Kerry's left wing record in the Senate gave no indication that he shared the theory that government from the centre is the best strategy for staying in office. So what's the parallel? Kerry's long-delayed overdue concession is symbolic of his focus on himself rather than his party, and shows his general inability to face facts, especially when they are incompatible with his stubbornly held ideologically-based personal opinions. It's a failing that would have made all his dealings with world leaders, including our PM, especially difficult, despite his claims that he prefers diplomacy to unilateral action. His opaque manner, and vacillating policy positions would have made deals with him hard to make, and harder to keep.
And then there would have been the problem of Mrs. Kerry: how would our human rights people react when Mr. Kerry required her to wear a gag during public appearances?
Mark Steyn, call your office. Tom Velk is looking to your laurels, my man.
Great post. Thanks!
We need to remember the same lesson. If we attempt to implement too many conservative positions before gaining a reasonable amount of support from more centrist elements in the nation (and the party), the Republican Party will again become a minority. In the long term, it's still necessary to set priorities and to compromise.

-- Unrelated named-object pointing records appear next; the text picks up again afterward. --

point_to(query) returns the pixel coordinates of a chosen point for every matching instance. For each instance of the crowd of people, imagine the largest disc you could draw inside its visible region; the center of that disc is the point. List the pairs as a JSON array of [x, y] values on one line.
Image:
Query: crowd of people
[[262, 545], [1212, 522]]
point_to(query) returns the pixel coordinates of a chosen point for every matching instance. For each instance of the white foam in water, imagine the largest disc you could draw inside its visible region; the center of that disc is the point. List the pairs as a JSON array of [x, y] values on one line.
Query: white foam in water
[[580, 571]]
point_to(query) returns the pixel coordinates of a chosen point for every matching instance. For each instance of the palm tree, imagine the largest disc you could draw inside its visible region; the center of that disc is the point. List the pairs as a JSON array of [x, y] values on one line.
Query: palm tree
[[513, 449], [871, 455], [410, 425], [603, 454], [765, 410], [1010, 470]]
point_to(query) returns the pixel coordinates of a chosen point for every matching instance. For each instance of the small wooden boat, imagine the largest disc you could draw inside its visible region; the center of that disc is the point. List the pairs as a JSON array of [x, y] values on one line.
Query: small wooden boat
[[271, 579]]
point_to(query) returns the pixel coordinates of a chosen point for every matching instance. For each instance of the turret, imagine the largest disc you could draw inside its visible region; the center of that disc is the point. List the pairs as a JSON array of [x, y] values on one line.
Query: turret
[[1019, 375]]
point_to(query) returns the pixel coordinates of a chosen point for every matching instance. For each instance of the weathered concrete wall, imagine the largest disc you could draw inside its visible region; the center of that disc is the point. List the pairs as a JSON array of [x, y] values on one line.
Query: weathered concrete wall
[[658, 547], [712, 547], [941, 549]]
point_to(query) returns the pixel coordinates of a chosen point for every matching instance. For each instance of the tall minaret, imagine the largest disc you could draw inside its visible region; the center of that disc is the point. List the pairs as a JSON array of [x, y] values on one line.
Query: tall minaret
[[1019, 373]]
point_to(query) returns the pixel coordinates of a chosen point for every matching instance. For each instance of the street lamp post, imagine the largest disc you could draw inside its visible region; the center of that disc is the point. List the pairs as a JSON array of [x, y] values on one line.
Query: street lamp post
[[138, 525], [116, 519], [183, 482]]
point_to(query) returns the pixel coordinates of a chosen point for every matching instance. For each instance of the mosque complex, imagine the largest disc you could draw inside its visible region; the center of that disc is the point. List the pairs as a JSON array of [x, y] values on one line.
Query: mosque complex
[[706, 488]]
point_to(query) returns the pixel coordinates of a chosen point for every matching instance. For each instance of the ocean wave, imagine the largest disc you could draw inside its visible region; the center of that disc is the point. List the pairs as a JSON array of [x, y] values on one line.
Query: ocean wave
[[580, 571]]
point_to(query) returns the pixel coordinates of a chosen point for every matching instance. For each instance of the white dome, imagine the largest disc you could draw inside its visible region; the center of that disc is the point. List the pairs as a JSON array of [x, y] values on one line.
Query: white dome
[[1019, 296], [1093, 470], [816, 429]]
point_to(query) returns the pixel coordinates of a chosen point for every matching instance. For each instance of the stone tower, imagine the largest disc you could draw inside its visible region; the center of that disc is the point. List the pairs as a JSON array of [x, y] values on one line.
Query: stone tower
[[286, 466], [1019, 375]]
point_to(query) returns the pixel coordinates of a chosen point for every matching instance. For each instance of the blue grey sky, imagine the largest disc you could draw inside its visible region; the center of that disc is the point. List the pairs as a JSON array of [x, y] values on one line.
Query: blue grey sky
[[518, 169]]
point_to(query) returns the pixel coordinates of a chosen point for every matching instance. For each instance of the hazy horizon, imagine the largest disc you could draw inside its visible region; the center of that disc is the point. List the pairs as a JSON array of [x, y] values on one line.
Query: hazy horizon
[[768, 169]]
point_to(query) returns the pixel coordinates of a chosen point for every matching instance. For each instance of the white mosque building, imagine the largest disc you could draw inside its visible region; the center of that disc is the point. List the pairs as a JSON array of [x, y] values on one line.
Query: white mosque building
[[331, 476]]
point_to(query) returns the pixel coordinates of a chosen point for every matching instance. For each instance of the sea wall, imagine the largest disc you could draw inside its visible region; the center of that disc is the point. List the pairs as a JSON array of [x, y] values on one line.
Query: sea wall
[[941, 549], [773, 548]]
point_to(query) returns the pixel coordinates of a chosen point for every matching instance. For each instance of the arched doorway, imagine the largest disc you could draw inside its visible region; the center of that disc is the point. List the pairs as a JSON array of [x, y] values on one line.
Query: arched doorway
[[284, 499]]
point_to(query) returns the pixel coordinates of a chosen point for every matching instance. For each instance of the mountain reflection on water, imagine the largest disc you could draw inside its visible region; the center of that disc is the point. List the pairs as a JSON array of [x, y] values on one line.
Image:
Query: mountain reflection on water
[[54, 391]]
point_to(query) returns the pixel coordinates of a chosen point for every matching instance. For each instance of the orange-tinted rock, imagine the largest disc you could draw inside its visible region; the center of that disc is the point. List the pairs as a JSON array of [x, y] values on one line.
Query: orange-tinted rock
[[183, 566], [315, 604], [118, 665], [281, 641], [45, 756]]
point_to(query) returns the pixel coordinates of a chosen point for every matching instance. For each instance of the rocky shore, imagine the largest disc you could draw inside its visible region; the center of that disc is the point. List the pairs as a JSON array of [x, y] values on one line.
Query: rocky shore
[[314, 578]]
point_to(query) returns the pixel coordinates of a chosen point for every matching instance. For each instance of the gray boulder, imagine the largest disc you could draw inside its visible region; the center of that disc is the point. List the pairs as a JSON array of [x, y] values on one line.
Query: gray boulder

Very well written - I learned some things I did not know. Thought all Canadians thought ill of Bush and America!! Heard on Fox tonight that one reporter thought that the European leaders may have sighed a sigh of relief when Bush was elected, knowing that with a Kerry election, Kerry would have solicited their help in Iraq so the U.S. could take leave and go home. Face it, if the U.S. doesn't come to the rescue, who will? We certainly can't depend on the UN(necessary)!
I'm shocked the CBC would allow something like that to come out of their news dept.
I just *love* conservative Canadians.
Good read
I had to check the byline twice. Glad to know Canada still has some common-sense people up there.
For years I have tried to warn people that the Canadians suffer from the same urban/rural thing we have going on here. Cityfolk tip far left and the rest of us think normally. Trouble is, they don't have an electoral college to draw politics outside the cities, their media is state run (hence no Canadian Rush Limbaugh or Fox News), and their media controls our opinions of them. Your only hope os to actually meet Canadians not from their own coastlines. Good, decent folks. Remember Mr. Harper. He didn't win, but the Conservatives in Canada knocked their leftist gov't to coalition status.
He's saying that if Americans acted like Canadians, it would cause a lot more hardship for Canadians than for Americans. He didn't even mention that the U.S. healthcare system provides a safety valve for Canadians who can afford it.
Canada-peace-and-friendship-ping
I agree...they're just down 'the road', however, I believe we're going in different directions *almost* across the spectrum.
Bump
One of Bush's first orders of business in January should be the elimination of the tariff on Canadian softwood lumber. He lost Oregon and Washington in both 2000 and 2004, so he doesn't owe the lumber industries in those states a damn thing.
Bump
"If it were up to me, then anyone in the U.S. who buys a barrel of oil must also buy a 2x4 and a side of beef."